School of Software Engineering, South China University of Technology, Guangzhou 510006, China.
Sensors (Basel). 2021 May 9;21(9):3270. doi: 10.3390/s21093270.
The main challenges of semantic segmentation in vehicle-mounted scenes are object scale variation and trading off model accuracy and efficiency. Lightweight backbone networks for semantic segmentation usually extract single-scale features layer-by-layer only by using a fixed receptive field. Most modern real-time semantic segmentation networks heavily compromise spatial details when encoding semantics, and sacrifice accuracy for speed. Many improving strategies adopt dilated convolution and add a sub-network, in which either intensive computation or redundant parameters are brought. We propose a multi-level and multi-scale feature aggregation network (MMFANet). A spatial pyramid module is designed by cascading dilated convolutions with different receptive fields to extract multi-scale features layer-by-layer. Subseqently, a lightweight backbone network is built by reducing the feature channel capacity of the module. To improve the accuracy of our network, we design two additional modules to separately capture spatial details and high-level semantics from the backbone network without significantly increasing the computation cost. Comprehensive experimental results show that our model achieves 79.3% MIoU on the Cityscapes test dataset at a speed of 58.5 FPS, and it is more accurate than SwiftNet (75.5% MIoU). Furthermore, the number of parameters of our model is at least 53.38% less than that of other state-of-the-art models.

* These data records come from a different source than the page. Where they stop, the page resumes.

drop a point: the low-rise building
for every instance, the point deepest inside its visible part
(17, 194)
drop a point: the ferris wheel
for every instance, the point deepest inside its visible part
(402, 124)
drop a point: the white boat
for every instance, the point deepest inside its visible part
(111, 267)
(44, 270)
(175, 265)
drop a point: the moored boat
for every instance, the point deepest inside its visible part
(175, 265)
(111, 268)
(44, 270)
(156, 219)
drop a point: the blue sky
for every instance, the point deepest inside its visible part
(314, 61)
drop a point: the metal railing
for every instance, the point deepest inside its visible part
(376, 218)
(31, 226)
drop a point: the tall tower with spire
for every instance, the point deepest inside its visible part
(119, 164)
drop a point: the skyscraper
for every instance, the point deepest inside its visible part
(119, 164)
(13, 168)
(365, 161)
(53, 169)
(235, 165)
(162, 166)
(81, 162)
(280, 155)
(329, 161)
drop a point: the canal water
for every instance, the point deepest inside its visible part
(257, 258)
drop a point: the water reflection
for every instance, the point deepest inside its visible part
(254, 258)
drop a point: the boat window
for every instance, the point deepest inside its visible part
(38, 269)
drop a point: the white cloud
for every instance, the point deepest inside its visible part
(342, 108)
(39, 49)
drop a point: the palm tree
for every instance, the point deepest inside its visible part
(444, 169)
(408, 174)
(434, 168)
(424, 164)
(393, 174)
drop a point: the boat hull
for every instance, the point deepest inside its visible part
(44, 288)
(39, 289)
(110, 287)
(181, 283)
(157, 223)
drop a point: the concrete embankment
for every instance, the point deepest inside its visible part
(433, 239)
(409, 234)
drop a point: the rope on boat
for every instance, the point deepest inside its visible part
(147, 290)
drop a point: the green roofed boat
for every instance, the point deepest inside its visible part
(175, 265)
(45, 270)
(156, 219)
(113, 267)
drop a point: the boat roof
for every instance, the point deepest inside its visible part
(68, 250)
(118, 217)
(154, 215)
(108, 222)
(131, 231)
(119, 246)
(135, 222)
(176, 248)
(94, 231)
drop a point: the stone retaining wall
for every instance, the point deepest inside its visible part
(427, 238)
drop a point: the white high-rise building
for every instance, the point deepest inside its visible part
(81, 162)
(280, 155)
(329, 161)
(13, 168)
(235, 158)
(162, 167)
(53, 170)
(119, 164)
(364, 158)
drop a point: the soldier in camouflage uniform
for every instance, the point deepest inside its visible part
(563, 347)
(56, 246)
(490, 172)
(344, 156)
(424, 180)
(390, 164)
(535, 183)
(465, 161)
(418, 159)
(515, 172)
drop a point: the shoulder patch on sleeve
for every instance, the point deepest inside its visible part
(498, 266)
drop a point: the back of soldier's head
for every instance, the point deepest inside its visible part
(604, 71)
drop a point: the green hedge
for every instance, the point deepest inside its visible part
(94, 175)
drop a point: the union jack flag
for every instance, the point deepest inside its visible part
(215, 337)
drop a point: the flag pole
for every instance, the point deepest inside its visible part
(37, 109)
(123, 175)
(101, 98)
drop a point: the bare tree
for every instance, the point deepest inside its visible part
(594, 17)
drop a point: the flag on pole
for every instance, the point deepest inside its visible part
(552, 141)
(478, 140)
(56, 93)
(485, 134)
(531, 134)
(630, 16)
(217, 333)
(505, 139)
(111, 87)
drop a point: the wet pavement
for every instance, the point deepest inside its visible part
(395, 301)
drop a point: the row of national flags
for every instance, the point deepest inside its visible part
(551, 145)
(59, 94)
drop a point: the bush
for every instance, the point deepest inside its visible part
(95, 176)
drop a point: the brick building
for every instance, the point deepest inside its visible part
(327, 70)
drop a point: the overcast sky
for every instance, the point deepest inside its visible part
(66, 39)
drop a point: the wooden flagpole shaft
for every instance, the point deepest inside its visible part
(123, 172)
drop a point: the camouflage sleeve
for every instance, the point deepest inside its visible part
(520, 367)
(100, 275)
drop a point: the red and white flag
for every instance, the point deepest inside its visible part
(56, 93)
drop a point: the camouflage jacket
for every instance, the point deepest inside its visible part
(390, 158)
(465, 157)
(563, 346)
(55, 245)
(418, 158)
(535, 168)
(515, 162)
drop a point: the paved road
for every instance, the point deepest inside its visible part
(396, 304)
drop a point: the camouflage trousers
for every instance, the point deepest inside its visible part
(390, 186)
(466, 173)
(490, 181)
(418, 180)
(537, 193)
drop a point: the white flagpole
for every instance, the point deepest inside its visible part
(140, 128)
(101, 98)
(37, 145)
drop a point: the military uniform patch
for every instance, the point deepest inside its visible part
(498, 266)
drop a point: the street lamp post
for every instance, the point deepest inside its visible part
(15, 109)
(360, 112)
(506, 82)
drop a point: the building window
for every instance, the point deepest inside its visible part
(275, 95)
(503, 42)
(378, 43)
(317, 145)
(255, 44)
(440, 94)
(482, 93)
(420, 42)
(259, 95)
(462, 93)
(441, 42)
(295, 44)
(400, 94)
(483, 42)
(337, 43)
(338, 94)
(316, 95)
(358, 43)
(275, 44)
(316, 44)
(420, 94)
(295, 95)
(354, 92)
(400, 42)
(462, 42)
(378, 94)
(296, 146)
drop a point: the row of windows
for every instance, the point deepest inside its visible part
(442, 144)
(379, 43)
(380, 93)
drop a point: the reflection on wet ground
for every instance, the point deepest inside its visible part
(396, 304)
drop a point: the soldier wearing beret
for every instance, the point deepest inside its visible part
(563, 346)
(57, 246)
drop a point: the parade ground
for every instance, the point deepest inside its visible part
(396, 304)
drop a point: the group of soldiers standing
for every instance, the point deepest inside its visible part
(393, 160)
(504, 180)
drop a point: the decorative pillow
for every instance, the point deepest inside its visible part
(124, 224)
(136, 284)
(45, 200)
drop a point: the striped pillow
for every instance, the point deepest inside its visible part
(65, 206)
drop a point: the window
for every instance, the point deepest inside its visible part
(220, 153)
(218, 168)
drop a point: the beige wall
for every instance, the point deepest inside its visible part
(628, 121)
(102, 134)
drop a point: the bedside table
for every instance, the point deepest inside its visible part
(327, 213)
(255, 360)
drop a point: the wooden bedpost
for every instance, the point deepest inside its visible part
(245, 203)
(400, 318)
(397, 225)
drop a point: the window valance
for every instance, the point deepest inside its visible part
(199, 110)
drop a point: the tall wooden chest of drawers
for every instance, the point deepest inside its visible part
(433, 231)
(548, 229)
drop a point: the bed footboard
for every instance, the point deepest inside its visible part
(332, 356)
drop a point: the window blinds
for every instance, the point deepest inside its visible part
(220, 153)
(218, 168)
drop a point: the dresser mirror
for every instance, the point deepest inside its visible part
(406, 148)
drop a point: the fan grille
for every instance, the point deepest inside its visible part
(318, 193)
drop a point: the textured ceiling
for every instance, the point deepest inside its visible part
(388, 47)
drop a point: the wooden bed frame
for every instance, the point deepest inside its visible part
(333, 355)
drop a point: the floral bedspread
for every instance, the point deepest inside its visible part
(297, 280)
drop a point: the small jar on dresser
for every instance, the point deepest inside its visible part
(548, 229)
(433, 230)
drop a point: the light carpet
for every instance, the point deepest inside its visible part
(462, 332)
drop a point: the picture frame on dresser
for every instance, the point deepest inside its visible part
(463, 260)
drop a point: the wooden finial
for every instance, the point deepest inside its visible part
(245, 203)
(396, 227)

车载场景下语义分割的主要挑战是目标尺度变化以及模型精度和效率的权衡。用于语义分割的轻量级骨干网络通常仅通过使用固定感受野逐层提取单尺度特征。大多数现代实时语义分割网络在编码语义时严重牺牲空间细节,为了速度而牺牲精度。许多改进策略采用空洞卷积并添加子网络,这会带来密集的计算或冗余参数。我们提出了一种多级多尺度特征聚合网络(MMFANet)。通过级联具有不同感受野的空洞卷积来设计一个空间金字塔模块,以逐层提取多尺度特征。随后,通过减少模块的特征通道容量来构建轻量级骨干网络。为了提高我们网络的准确性,我们设计了两个额外的模块,分别从骨干网络中捕获空间细节和高级语义,而不会显著增加计算成本。全面的实验结果表明,我们的模型在 Cityscapes 测试数据集上的 MIoU 达到 79.3%,速度为 58.5 FPS,比 SwiftNet(75.5% MIoU)更准确。此外,我们模型的参数量比其他最先进的模型至少少 53.38%。